A scalable kinetic Monte Carlo platform enabling comprehensive simulations of charge transport dynamics in polymer-based memristive systems
Gerliz M. Guti\'errez-Finol, Kirill Zinovjev, Alejandro Gaita-Ari\~no, Salvador Cardona-Serra

TL;DR
This paper presents a scalable, GPU-accelerated kinetic Monte Carlo simulation platform for modeling ion transport in polymer-based memristive systems, enabling detailed analysis of charge dynamics relevant to energy storage and neuromorphic computing.
Contribution
The authors develop a flexible, efficient simulation platform that integrates experimental parameters and captures complex ion transport behaviors in solid-state devices.
Findings
Successfully validated with polymer memristive devices
Reproduces key phenomena like hysteresis and plasticity
Offers high computational efficiency and scalability
Abstract
Polymer-assisted ion transport underpins both energy storage technologies and emerging neuromorphic computing devices.

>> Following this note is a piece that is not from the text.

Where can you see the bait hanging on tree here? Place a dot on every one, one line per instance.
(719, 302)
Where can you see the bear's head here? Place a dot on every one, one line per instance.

Efficient modeling of ion migration is essential for understanding the performance of batteries and memristors, but it remains challenging because of the interplay of drift, diffusion, and electrostatic interactions, as well as the limitations of continuum and molecular dynamics approaches. Addressing these challenges is particularly relevant in the context of the climate and energy crisis, where high-performance, low-carbon technologies require optimized ion-conducting materials and devices. Here, we introduce a scalable and flexible stochastic simulation platform that uses Markov chain Monte Carlo methodology to model ion migration in solid-state systems. The platform employs a vectorized, rail-based representation of device geometry, enabling rapid simulation of…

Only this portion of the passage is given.